If: (1) Buyer does not pay on time or (2) Buyer’s financial situation becomes unsatisfactory, then Seller may:-
1. (i) defer shipments;
2. (ii) accelerate the due date on all amounts owed to Seller;
3. (iii) require cash payments or other security; and/or
4. (iv) terminate any subsisting Contracts without liability and without waiving any other remedies Seller may have against Buyer.
Buyer agrees to pay all of Seller’s collection costs, including reasonable legal fees.
Notwithstanding Seller’s rights stated above, Seller shall also have the right to complete the production of any units that have been ordered by Buyer and/or sell all Products in stock to third parties without any further reference to Buyer. Seller has the right to decide in its sole discretion whether to sell the Products in Buyer’s trade name or any other trade name in which case the Buyer is deemed to have given Seller an irrevocable royalty free right to do so without any notification or payment to Buyer.
15. LEGAL FEES
In the event that any action is brought by Seller to enforce any provision of this Contract, Seller shall be entitled to recover from the Buyer, in addition to the amount of any judgement, its lawyer’s fees and other related expenses.
16. PROHIBITION BY THE LAW
Any provision of this Contract prohibited by applicable law or by any court decree shall be ineffective to the extent of such prohibition, but such provision shall not in any way invalidate or affect the remaining provision of this Contract.
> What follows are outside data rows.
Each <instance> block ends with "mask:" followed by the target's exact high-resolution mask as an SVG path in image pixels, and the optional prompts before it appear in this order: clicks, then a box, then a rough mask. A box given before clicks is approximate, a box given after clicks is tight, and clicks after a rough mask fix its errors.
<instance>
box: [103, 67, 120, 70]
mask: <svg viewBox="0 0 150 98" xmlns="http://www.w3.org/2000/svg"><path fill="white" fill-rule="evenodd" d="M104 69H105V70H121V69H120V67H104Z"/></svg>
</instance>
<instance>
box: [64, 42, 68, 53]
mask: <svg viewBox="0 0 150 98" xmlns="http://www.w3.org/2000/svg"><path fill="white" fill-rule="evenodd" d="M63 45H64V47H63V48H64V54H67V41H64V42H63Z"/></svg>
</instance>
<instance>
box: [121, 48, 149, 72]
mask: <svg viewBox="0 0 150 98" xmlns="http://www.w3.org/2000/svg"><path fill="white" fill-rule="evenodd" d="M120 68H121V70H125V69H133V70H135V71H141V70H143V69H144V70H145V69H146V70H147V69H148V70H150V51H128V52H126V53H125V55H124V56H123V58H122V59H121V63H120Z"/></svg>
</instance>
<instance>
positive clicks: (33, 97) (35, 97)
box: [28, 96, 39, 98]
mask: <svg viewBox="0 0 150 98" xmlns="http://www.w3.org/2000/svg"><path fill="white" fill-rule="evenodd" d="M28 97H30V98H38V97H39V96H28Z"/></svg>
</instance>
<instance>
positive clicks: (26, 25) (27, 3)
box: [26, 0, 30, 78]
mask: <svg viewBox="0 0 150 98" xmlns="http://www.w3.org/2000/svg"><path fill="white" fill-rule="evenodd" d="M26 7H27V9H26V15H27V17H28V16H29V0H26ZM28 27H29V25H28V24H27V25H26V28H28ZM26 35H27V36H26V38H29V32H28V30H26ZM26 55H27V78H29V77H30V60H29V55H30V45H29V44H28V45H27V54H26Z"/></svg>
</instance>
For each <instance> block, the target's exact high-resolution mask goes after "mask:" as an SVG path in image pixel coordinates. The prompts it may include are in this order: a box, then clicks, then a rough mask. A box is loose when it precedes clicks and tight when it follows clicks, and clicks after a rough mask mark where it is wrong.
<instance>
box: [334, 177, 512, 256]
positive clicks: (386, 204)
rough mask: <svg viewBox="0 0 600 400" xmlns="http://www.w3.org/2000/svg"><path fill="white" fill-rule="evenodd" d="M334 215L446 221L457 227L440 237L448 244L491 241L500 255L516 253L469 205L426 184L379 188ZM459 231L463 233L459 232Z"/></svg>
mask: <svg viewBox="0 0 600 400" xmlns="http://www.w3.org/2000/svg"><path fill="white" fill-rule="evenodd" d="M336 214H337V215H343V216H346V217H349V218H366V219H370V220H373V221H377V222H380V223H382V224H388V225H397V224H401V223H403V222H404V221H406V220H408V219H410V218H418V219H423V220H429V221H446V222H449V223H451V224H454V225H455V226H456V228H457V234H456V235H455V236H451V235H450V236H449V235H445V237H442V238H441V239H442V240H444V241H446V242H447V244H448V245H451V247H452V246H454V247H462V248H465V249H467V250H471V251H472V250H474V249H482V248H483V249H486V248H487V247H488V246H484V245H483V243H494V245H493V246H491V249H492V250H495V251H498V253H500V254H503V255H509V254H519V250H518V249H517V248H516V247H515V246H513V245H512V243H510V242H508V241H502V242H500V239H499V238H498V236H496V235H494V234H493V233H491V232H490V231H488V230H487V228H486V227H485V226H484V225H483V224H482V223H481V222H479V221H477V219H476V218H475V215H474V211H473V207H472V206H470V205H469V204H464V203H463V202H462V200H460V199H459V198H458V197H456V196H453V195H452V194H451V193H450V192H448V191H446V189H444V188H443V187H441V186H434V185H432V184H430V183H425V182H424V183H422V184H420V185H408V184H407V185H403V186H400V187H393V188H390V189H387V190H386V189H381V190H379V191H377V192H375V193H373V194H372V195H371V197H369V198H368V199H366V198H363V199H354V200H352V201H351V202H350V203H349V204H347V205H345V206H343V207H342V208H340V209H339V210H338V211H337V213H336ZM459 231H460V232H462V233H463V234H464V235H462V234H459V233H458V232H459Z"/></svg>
Failure or neglect by Seller to enforce at any time any of the provisions hereof shall not be construed nor shall be deemed to be a waiver of Seller’s rights hereunder nor in any way affect the validity of the whole or any part of this Contract nor prejudice Seller’s rights to take subsequent action.
Seller shall not be liable to the Buyer for any delay or breach caused or arising out of war, rebellion, civil commotion, strikes, industrial disputes, fire, earthquakes, the unavailability of deliveries of Products or supplies or the requisitioning or other act or order by any government department, council or other constituted body or other acts of God or other happenings that are beyond Seller’s control.
19. NO ASSIGNMENT OF CONTRACT
This Contract shall not be assignable by either party save that Seller shall be permitted to assign this Contract to any of its subsidiaries, related or associated companies.
20. APPLICABLE LAW
The validity, construction and performance of this Contract and any other contract between the Buyer and Seller shall be governed by the law of Singapore. All claim or suit with respect to this Contract and other contracts shall be brought in the jurisdiction of the courts of the Republic of Singapore.
21. ENTIRE AGREEMENT
This Contract embodies the entire agreement between the parties hereto, supercedes all other prior agreements between the parties in connection with the sale of Products described herein.